Sports

Guerin, Weight elected into U.S. Hockey hall

Billy Guerin and Doug Weight have been long-time friends, teammates, Stanley Cup winners, World Cup of Hockey champions and members of USA hockey’s Greatest Generation.

And they are both U.S. Hockey Hall of Famers, their election announced Thursday with fellow Class of 2013 members Cindy Curley, Ron Mason and Peter Karmanos.

Guerin, the power winger who began his 17-year NHL career with the Devils, and Weight, the finesse-oriented center who started his 19-year career as a Ranger, were teammates on the 2008-09 Islanders.

They also shared a Team USA jersey for the 1998, 2002 and 2006 Olympic Games and for the 1996 World Cup in which the Yanks beat Team Canada in the final for this country’s only best-on-best tournament victory ever.

Guerin and Weight are the 14th and 15th players from that team, which dropped the first game of the best-of-three final in overtime in Philadelphia before taking the final two matches in Montreal over an opponent that featured Wayne Gretzky, Mark Messier and Eric Lindros, to be elected to the U.S. Hockey Hall of Fame.

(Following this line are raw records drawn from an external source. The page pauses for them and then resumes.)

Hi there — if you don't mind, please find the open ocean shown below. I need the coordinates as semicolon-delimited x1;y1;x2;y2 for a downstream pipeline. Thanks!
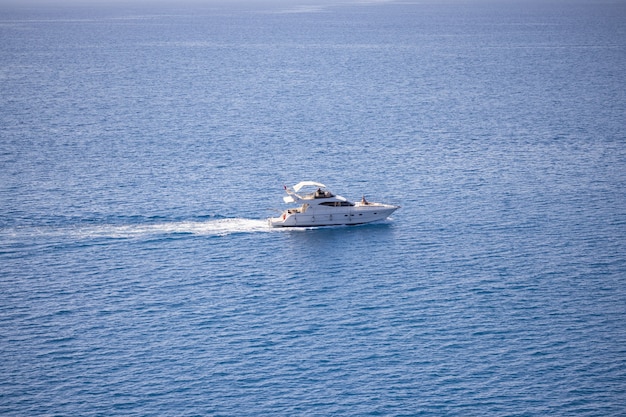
0;0;626;416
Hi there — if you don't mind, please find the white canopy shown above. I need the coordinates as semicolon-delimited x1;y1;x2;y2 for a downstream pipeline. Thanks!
293;181;326;193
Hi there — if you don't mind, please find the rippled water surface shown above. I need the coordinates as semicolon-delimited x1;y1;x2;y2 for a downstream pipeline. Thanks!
0;0;626;416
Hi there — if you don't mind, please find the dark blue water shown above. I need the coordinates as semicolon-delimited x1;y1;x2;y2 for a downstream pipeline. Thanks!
0;0;626;416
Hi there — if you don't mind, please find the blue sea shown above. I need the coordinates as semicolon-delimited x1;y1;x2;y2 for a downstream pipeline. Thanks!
0;0;626;416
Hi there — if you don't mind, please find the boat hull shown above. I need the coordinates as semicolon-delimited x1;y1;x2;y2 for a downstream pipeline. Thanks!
269;204;398;227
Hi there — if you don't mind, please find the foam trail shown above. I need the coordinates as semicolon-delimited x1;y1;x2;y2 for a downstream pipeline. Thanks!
0;218;273;245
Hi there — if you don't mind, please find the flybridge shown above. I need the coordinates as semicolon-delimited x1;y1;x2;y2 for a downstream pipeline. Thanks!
268;181;399;227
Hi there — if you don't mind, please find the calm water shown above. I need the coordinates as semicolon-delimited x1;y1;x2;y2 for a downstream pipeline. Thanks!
0;0;626;416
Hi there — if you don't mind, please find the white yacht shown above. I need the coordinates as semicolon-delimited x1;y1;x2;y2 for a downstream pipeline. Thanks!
268;181;400;227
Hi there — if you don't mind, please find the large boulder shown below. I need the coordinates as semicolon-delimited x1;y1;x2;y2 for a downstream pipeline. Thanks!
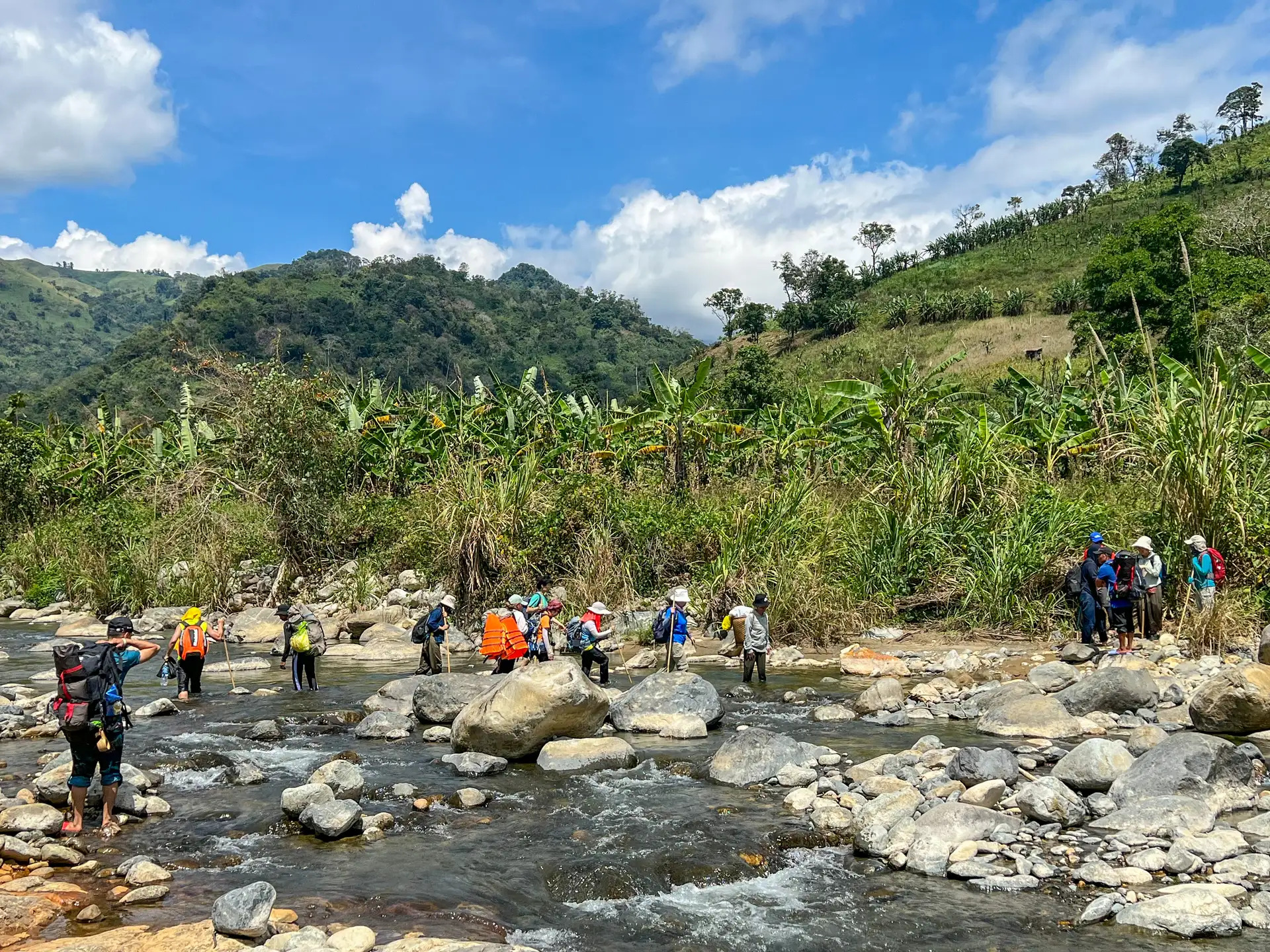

That list includes tournament MVP Mike Richter, captain Brian Leetch, Pat LaFontaine, Tony Amonte, Chris Chelios, Kevin and Derian Hatcher, Gary Suter, Keith Tkachuk, John LeClair, Mike Modano, Phil Housley and Brett Hull, who held dual US-Canadian citizenship but chose to represent the Red, White and Blue. GM Lou Lamoriello is also an inductee.

“In training camp, I roomed with a quiet guy named Brett Hull,” Weight said, wryly. “I remember that in our room, Hullie was doing the New York Times crossword puzzle, and he said, ‘We’re going to win this.’

“Over and over, he said we’re the better team. With the guys we had, and Ron Wilson as our coach, we truly expected to win that. We truly believed it and we put it in on the ice,” said Weight, currently an Islanders’ assistant coach. “We pushed out egos aside. … Patty LaFontaine on the fourth line, with his talent, never batting an eye.

“It was a team determined to put the USA jersey first.”

Guerin, a pro scout for the Penguins, also teamed with Weight to win a silver medal in the 2002 Calgary Olympics in which Canada won gold.

“Representing my country was always a dream of mine since the 1980 Miracle on Ice,” he said. “It was a thrill to be able to live out my dream and always an enormous honor.”

“In ’96, I felt the attitude was completely different. Canada set the bar, but we felt it didn’t matter who we were up against, we were the best. It was a very special group; a nice mix of talent, swagger and hard work.”

Guerin, who won Stanley Cups with the Devils in 1995 and the Penguins in 2009, recorded 856 points (429 goals, 427 assists) in 1,263 NHL career games. Weight, who won the Cup with Carolina in 2006, recorded 1,033 points (278-755) in 1,238 matches.

Curley was described yesterday as, “the Cammi Granato of women’s hockey before there was Cammi Granato.” Mason won 924 games behind the bench at Lake Superior State, Bowling Green and Michigan State, winning the 1986 NCAA title with the Spartans. Karmanos, the owner who took the Whalers out of Hartford and moved the franchise to Carolina, has run the successful Compuware junior program in Detroit for decades.